Recently, I read the book "programming pearls", which focuses on the explanation of engineering treatment, which is well written. The most impressive example is the Brooklyn Bridge. Before the 1940s, many suspension bridges broke due to storms. To do the correct mathematical modeling and engineering calculation of this aerodynamic rise phenomenon, it will take 10 years. At the same time, the Brooklyn Bridge did not break. John Roebling, an engineer, said that he knew the existence of aerodynamic rise, but he could not deal with it (modeling) correctly in essence, so he designed the bridge according to six times the required strength. Finally, the author suggests that we reduce the performance estimation by a coefficient of 2, 4 or 6. In fact, it is necessary to reserve enough performance. The author finally said, "are we the same engineers as John Roebling? I doubt it.".

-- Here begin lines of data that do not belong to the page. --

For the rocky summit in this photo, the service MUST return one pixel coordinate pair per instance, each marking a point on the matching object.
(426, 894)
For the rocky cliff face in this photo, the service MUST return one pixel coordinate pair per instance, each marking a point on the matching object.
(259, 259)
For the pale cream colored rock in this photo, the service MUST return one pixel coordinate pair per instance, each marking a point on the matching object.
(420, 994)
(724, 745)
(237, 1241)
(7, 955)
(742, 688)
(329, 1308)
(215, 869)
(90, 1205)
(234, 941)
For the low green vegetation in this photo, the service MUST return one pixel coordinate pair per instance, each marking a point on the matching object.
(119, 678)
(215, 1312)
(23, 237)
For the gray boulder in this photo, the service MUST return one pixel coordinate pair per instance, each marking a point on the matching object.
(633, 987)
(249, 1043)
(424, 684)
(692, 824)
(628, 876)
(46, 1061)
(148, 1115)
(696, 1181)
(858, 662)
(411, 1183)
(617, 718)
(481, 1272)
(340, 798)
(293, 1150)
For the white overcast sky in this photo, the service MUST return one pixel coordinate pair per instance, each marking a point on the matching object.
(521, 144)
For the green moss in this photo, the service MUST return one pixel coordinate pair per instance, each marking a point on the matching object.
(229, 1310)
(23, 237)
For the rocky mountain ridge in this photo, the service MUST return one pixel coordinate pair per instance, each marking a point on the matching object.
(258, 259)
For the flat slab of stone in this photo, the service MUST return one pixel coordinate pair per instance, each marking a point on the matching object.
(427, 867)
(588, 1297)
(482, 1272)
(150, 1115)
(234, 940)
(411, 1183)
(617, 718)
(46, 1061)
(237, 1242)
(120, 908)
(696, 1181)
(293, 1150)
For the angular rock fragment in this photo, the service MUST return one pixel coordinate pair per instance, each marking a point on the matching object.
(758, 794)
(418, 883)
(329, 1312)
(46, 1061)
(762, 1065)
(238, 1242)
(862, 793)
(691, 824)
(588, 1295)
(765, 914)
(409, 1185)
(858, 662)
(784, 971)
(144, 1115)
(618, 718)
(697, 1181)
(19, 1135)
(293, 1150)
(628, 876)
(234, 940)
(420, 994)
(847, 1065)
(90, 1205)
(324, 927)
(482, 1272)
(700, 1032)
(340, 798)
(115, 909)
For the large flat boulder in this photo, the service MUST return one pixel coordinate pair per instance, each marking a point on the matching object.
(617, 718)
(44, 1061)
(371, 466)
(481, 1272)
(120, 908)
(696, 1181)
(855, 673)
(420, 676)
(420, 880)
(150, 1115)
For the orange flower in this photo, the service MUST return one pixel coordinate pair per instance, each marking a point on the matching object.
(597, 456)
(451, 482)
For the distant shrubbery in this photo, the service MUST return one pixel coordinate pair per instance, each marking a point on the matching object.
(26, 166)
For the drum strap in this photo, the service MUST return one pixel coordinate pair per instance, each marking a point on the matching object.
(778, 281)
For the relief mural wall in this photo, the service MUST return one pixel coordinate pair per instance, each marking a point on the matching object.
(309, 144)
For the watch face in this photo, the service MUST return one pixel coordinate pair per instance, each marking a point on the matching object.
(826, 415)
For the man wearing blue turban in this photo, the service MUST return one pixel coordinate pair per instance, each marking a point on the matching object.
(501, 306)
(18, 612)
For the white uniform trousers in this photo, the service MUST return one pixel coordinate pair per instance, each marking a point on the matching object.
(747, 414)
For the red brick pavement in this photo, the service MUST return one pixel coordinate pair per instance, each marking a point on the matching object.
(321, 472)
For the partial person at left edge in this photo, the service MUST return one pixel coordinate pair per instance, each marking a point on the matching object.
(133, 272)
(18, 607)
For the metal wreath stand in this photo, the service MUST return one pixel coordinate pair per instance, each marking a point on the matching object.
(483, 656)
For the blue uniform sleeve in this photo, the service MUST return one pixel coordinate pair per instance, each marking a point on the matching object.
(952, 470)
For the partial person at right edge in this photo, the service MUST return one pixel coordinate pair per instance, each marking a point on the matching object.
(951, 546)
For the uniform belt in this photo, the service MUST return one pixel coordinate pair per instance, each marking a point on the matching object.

To get back to business, the book mentions the space-time overhead model, which is used to calculate the space-time overhead in the code, and can be easily used for code performance estimation and code optimization. This article has sorted out this code, which can be added to the utils library and run on ESP32 and STM32F103C8.
Space occupancy of basic types
#define SIZE_MEASURE(T) \ do { \ printf("sizeof(%s)=%d\n", #T, sizeof(T)); \ } while (0) void platform_base_type_size_measure(void) { printf("\nplatform_base_type_size_measure\n"); SIZE_MEASURE(char); SIZE_MEASURE(short); SIZE_MEASURE(int); SIZE_MEASURE(long); SIZE_MEASURE(long long); SIZE_MEASURE(float); SIZE_MEASURE(double); SIZE_MEASURE(int*); }
The previous knowledge points are used here. The macro definition parameters are prefixed #, which can be converted into strings.
result:
platform_base_type_size_measure sizeof(char)=1 sizeof(short)=2 sizeof(int)=4 sizeof(long)=4 sizeof(long long)=8 sizeof(float)=4 sizeof(double)=8 sizeof(int*)=4
Because both esp32 and stm32 are 32-bit platforms, int is 4 bytes and pointer is 4 bytes.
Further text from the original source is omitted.